Abstract:
PISA, TIMSS ve PIRLS değerlendirmeleri ülkelerin fen bilimleri,
matematik ve okuma becerileri alanlarındaki performanslarının izlenmesi için
uluslararası karşılaştırmalı veri sağlamaktadır. Bu değerlendirmelerin
sonuçları aynı zamanda politika belirleyicilerin eğitim alanında yaptıkları
reformların etkililiğini değerlendirmeleri konusunda katkı sunmaktadır.
1995’ten beri bu değerlendirmelere katılan ülke ve ekonomilerin sayısı
artmaktadır. Bu çalışmada PISA, TIMSS ve PIRLS değerlendirmelerinin
uygulama usulleri ve değerlendirme muhtevaları tanıtılmış ve her bir
değerlendirme için ülkelerin gösterdikleri performanslar ortaya konulmuştur.
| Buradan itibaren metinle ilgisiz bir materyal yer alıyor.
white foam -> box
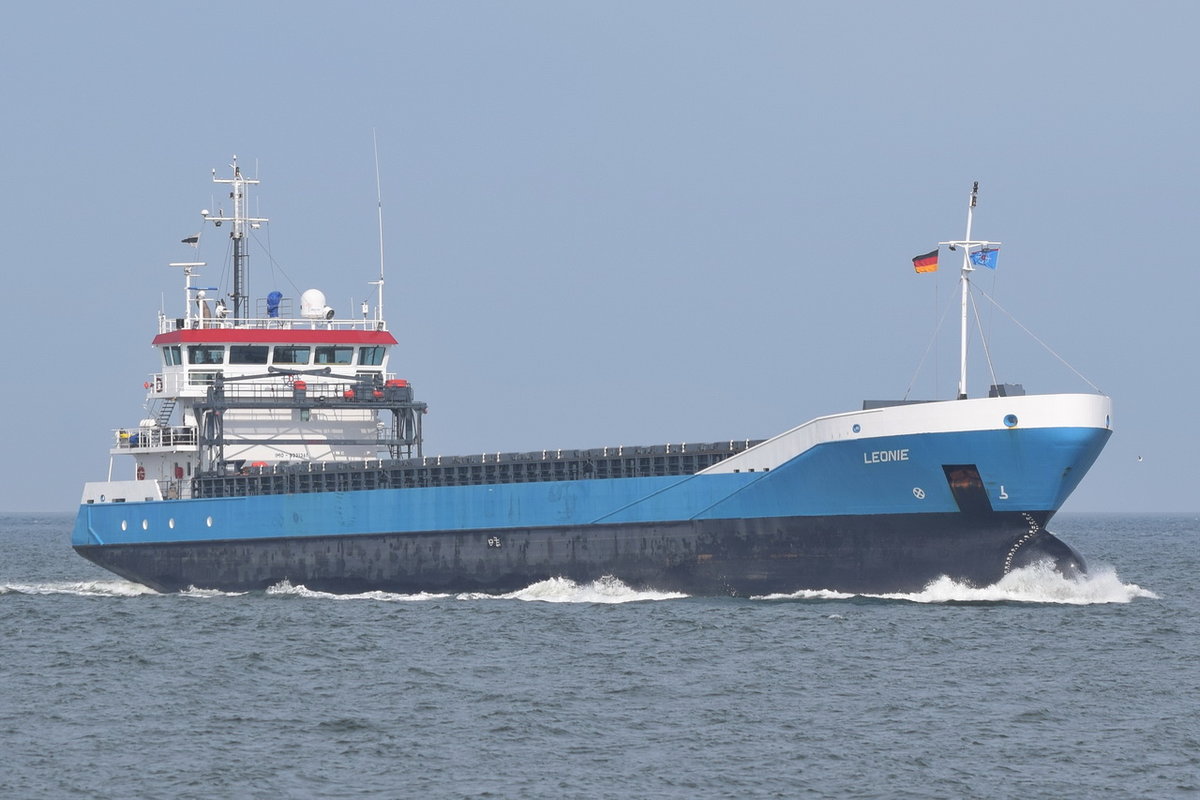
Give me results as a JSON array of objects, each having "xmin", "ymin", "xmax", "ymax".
[
  {"xmin": 756, "ymin": 588, "xmax": 857, "ymax": 601},
  {"xmin": 264, "ymin": 579, "xmax": 449, "ymax": 602},
  {"xmin": 0, "ymin": 580, "xmax": 159, "ymax": 597},
  {"xmin": 890, "ymin": 562, "xmax": 1156, "ymax": 605},
  {"xmin": 463, "ymin": 575, "xmax": 688, "ymax": 604},
  {"xmin": 259, "ymin": 575, "xmax": 685, "ymax": 604},
  {"xmin": 111, "ymin": 562, "xmax": 1151, "ymax": 606},
  {"xmin": 179, "ymin": 586, "xmax": 247, "ymax": 598},
  {"xmin": 757, "ymin": 561, "xmax": 1156, "ymax": 605}
]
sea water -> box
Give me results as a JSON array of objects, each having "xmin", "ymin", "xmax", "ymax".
[{"xmin": 0, "ymin": 513, "xmax": 1195, "ymax": 799}]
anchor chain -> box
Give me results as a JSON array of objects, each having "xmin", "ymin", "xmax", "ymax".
[{"xmin": 1002, "ymin": 512, "xmax": 1041, "ymax": 574}]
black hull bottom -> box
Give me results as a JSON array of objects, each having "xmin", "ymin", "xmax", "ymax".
[{"xmin": 74, "ymin": 512, "xmax": 1085, "ymax": 596}]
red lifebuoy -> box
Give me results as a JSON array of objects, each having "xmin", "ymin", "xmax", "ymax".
[{"xmin": 136, "ymin": 464, "xmax": 146, "ymax": 480}]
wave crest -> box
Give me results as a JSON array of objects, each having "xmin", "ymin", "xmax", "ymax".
[
  {"xmin": 465, "ymin": 575, "xmax": 687, "ymax": 604},
  {"xmin": 759, "ymin": 561, "xmax": 1156, "ymax": 605},
  {"xmin": 265, "ymin": 580, "xmax": 449, "ymax": 602},
  {"xmin": 6, "ymin": 563, "xmax": 1152, "ymax": 606},
  {"xmin": 0, "ymin": 580, "xmax": 159, "ymax": 597},
  {"xmin": 260, "ymin": 575, "xmax": 684, "ymax": 604}
]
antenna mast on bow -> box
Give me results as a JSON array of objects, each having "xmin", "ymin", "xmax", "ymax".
[{"xmin": 938, "ymin": 182, "xmax": 1001, "ymax": 399}]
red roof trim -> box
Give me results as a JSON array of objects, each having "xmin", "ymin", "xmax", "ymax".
[{"xmin": 152, "ymin": 329, "xmax": 399, "ymax": 346}]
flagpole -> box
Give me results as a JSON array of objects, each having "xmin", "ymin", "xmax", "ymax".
[
  {"xmin": 937, "ymin": 181, "xmax": 999, "ymax": 401},
  {"xmin": 958, "ymin": 182, "xmax": 977, "ymax": 399}
]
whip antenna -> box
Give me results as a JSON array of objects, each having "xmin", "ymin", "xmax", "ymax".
[{"xmin": 372, "ymin": 128, "xmax": 386, "ymax": 325}]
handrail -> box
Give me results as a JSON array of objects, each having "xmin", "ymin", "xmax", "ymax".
[
  {"xmin": 114, "ymin": 426, "xmax": 198, "ymax": 449},
  {"xmin": 158, "ymin": 315, "xmax": 388, "ymax": 334}
]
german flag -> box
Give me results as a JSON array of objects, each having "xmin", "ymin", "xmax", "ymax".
[{"xmin": 912, "ymin": 249, "xmax": 938, "ymax": 273}]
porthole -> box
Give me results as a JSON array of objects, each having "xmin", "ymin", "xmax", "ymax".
[
  {"xmin": 852, "ymin": 424, "xmax": 861, "ymax": 433},
  {"xmin": 120, "ymin": 520, "xmax": 128, "ymax": 531},
  {"xmin": 168, "ymin": 518, "xmax": 175, "ymax": 529},
  {"xmin": 206, "ymin": 516, "xmax": 213, "ymax": 527},
  {"xmin": 142, "ymin": 519, "xmax": 149, "ymax": 530},
  {"xmin": 1003, "ymin": 414, "xmax": 1018, "ymax": 428}
]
Fen, matematik ve okuma becerileri alanlarında 1995-2012 yılları arasında
gerçekleştirilmiş PISA, TIMSS ve PIRLS değerlendirmelerinin sonuçları göz
önünde bulundurulduğunda Güney Kore, Japonya, Finlandiya, Singapur ve
Hong Kong’un istikrarlı bir şekilde değerlendirmelerin birçoğunda en başarılı
beş ülke içerisinde yer aldığı görülmüştür. Çalışmada Türkiye’nin katıldığı
çalışmaların ayrıntılı sonuçları da verilmiştir. Bu sonuçlara göre; Türkiye’nin
PISA ve TIMMS’teki performansı TIMSS uygulamasına ilk katıldığı 1999
yılından beri artmaktadır. Hem PISA hem de TIMSS araştırmalarında
Türkiye’nin ortalama puanı ve uluslararası üst yeterlik düzeylerindeki öğrenci
oranı matematik, fen bilimleri ve okuma becerileri alanlarında dikkate değer
düzeyde yükselmiştir. Bu araştırmalarda Doğu ve Güneydoğu Bölgelerinin
performansları diğer bölgelere nazaran dikkate değer düzeyde düşük olduğu
görülmüştür. En başarılı okullar fen liseleri olurken en düşük performans
gösteren ortaöğretim kurumları ise meslek liseleri ve çok programlı liseler
olmuştur. Kız öğrenciler okuma becerileri alanında tüm değerlendirmelerde
erkeklere göre oldukça başarılı olmuştur. PISA, TIMSS ve PIRLS
değerlendirmelerinde başarılı ülkelerin eğitim harcamalarının bütçedeki ve
GSYİH içerisindeki payları ile öğrenci başına eğitim harcamalarını
incelediğimizde bazı ülkelerin bazı yıllarda bu göstergelerde OECD
ortalamalarının altında kaldığı görülmektedir. Bu durum ekonomik göstergelere olduğu kadar başarıyı belirleyebilecek diğer unsurlara da dikkat
verilmesi gerekliliğine işaret etmektedir.